En effet, si on admet que la maîtrise sémantique constitue un facteur fondamental de la réussite scolaire, il est possible d'émettre l’hypothèse que dans les familles des classes moyennes supérieures, où il y a transmission du capital scolaire, il y a transmission d’un capital culturel linguistique, et en particulier sémantique. Les élèves acquièrent, par les discussions au sein de la famille et les fréquentations de celles-ci, la maîtrise d’un vocabulaire varié et précis.

 

A l’inverse, il est possible de supposer que pour les élèves issus des classes populaires, dans lesquelles un capital culturel scolaire ne peut pas être transmis par la famille, la lecture joue un rôle plus fondamental de compensation. La baisse du temps de lecture personnelle n’aurait pas alors un impact identique sur la réussite scolaire des élèves en fonction de leur milieu social.

 

Néanmoins, il n’est pas certain que la simple activité de lecture suffise toujours. J’ai pu constater que des élèves filles issues des classes moyennes déclarant lire beaucoup peuvent rencontrer de plus grandes difficultés dans la maîtrise du vocabulaire que par exemple des garçons issus des classes moyennes supérieures, ayant une moindre pratique de lecture.
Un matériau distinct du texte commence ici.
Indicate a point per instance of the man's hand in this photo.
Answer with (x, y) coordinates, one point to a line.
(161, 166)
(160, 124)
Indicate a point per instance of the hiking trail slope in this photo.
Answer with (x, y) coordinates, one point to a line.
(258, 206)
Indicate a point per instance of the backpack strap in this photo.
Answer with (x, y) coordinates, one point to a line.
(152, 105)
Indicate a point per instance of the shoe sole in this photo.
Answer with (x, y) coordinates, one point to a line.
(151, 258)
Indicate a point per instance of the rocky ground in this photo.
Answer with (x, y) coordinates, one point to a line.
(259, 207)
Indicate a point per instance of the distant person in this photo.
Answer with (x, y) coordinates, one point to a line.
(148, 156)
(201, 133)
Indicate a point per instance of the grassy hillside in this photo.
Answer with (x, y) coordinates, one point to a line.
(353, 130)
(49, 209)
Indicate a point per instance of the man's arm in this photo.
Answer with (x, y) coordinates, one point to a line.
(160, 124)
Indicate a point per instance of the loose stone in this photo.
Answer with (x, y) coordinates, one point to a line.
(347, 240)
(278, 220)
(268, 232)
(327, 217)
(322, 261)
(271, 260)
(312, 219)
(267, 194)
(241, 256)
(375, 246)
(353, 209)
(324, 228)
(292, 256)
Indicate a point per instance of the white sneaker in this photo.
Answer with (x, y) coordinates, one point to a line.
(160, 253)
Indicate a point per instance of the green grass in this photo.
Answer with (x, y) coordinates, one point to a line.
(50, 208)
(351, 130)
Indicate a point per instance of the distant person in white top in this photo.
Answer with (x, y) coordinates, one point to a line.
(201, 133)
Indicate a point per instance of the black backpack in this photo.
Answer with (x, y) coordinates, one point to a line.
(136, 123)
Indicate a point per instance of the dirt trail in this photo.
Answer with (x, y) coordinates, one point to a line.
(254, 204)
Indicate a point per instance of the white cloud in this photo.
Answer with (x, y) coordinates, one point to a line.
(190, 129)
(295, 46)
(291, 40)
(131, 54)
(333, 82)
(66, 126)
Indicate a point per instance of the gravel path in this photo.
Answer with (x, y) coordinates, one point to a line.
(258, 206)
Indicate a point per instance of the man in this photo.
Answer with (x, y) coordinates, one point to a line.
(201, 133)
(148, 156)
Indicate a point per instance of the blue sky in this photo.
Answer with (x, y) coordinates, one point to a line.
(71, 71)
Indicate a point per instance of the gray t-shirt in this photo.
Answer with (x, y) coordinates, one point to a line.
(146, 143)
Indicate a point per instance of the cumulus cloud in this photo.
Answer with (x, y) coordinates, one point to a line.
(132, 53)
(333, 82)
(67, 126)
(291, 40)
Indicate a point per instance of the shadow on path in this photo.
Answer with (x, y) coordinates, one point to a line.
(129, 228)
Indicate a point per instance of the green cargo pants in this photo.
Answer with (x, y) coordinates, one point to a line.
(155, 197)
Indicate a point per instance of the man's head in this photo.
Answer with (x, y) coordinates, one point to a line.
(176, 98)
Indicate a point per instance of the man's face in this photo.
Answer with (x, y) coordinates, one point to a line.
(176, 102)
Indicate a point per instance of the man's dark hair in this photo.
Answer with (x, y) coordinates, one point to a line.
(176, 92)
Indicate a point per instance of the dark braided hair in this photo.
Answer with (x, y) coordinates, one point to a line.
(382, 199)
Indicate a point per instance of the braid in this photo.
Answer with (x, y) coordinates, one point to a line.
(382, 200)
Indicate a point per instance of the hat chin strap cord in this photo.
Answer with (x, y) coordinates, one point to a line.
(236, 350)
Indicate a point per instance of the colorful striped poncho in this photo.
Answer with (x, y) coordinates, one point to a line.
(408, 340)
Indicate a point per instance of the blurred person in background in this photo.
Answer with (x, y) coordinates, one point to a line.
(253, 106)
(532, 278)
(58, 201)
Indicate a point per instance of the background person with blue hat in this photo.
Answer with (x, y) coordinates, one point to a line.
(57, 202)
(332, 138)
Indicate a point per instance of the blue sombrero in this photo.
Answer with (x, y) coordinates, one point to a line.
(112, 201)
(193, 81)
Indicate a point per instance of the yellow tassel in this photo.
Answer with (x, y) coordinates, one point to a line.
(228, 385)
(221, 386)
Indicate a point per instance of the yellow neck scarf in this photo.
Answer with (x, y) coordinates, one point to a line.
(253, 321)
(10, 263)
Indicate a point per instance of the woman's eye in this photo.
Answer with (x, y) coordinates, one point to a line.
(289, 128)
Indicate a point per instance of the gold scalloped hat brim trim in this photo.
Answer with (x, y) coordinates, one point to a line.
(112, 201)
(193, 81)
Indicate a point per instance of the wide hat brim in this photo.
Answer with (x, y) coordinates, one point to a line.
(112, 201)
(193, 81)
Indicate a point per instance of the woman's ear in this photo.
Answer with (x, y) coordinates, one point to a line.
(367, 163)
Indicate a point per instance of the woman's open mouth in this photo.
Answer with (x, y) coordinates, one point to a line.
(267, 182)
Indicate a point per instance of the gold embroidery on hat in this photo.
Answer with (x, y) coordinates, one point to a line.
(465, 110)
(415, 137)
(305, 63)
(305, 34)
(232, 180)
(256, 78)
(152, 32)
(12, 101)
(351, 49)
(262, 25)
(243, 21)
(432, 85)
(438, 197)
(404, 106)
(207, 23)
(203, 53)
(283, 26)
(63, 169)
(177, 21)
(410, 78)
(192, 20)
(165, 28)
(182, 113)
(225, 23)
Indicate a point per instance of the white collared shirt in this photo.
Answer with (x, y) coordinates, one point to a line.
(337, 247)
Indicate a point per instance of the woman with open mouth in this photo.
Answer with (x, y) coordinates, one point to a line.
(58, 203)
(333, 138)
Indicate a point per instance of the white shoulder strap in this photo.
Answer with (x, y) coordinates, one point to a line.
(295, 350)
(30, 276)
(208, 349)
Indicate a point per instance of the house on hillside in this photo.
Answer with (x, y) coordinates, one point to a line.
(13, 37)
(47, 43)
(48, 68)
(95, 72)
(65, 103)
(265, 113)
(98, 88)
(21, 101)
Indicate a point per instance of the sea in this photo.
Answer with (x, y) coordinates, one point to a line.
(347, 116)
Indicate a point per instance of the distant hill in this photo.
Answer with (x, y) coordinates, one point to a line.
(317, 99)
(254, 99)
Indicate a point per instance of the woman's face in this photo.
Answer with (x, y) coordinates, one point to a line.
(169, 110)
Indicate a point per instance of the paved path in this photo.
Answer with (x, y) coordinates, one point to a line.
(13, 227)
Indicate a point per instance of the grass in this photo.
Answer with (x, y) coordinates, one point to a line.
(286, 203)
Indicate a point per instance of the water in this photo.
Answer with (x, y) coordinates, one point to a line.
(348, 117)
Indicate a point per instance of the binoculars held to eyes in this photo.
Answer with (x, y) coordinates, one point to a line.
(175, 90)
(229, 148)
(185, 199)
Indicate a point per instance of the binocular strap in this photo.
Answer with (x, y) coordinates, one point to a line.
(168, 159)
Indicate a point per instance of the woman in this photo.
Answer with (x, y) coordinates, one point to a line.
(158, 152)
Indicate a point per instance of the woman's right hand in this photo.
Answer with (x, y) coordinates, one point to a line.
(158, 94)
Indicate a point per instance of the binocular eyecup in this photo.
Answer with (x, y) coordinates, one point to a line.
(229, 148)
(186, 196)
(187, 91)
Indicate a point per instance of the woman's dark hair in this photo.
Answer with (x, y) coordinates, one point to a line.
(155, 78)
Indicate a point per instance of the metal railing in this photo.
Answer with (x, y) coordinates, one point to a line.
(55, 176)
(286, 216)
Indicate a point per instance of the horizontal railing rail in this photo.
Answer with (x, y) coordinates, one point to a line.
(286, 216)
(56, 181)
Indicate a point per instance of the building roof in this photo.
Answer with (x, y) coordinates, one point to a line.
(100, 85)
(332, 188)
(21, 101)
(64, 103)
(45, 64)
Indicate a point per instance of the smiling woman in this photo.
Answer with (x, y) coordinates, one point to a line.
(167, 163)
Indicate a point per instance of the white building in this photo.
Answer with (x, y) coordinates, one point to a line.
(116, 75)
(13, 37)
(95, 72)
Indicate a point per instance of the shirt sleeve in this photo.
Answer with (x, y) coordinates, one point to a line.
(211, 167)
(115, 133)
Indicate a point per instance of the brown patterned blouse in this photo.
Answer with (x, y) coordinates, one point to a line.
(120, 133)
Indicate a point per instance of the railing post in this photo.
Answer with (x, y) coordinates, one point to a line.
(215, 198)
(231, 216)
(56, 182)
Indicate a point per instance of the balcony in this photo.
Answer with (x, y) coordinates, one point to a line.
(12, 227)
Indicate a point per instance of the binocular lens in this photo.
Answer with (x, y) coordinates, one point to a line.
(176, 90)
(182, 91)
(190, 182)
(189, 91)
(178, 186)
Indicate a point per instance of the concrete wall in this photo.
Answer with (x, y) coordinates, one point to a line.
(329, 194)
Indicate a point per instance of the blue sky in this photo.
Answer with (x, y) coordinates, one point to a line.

La différence semble tenir dans la capacité à maîtriser le sens des mots. Ce n’est pas tant que le mot n’est pas connu, mais l’élève pense en connaître le sens, mais la définition qu’elle en propose est très approximative, voire à la limite du contresens.

Il semble donc qu’il ne faut pas seulement lire, mais qu’il faut également, au cours de la pratique de la lecture s’approprier la signification des mots employés, sans doute avec un usage du dictionnaire.

 

Des livres ou n’importe quelles lectures ?

 

Il est possible de penser que toutes les lectures personnelles se valent. C’est probable, mais peut-être jusqu’à un certain niveau. Il est sans doute exact que certaines lectures ne permettent pas de développer un vocabulaire aussi étendu que d’autres.

 

Mais au-delà de cela, il est possible de se demander si tous les types de lecture sont équivalents. Par exemple, un élève peut acquérir au collège un très bon niveau de maîtrise sémantique en lisant peu de romans, mais peut-être lit-il des articles d’encyclopédies, de revues ou d’autres textes informatifs courts.

 

En revanche, on peut se demander si à partir du lycée la lecture d’articles de presse ou de revues, de pages Internet a le même impact que la lecture d’un ouvrage sur le même sujet. Il est possible de supposer que la consultation, même sur un temps équivalent, de pages Internet, ne permet pas d’atteindre le même effet que la lecture d’ouvrages. En effet, la lecture d’un ouvrage demande une concentration, et possiblement par conséquent une réflexion plus approfondie, sur un même sujet.

 

 

De fait, on peut alors se demander si tous les types d’écrits permettent de développer à un même degré la maîtrise d’opérations intellectuelles supérieures. L’ouvrage demande de suivre un raisonnement plus longtemps, avec des informations plus précises et plus complexes que ne le permet la circulation hypertexte entre des pages Internet.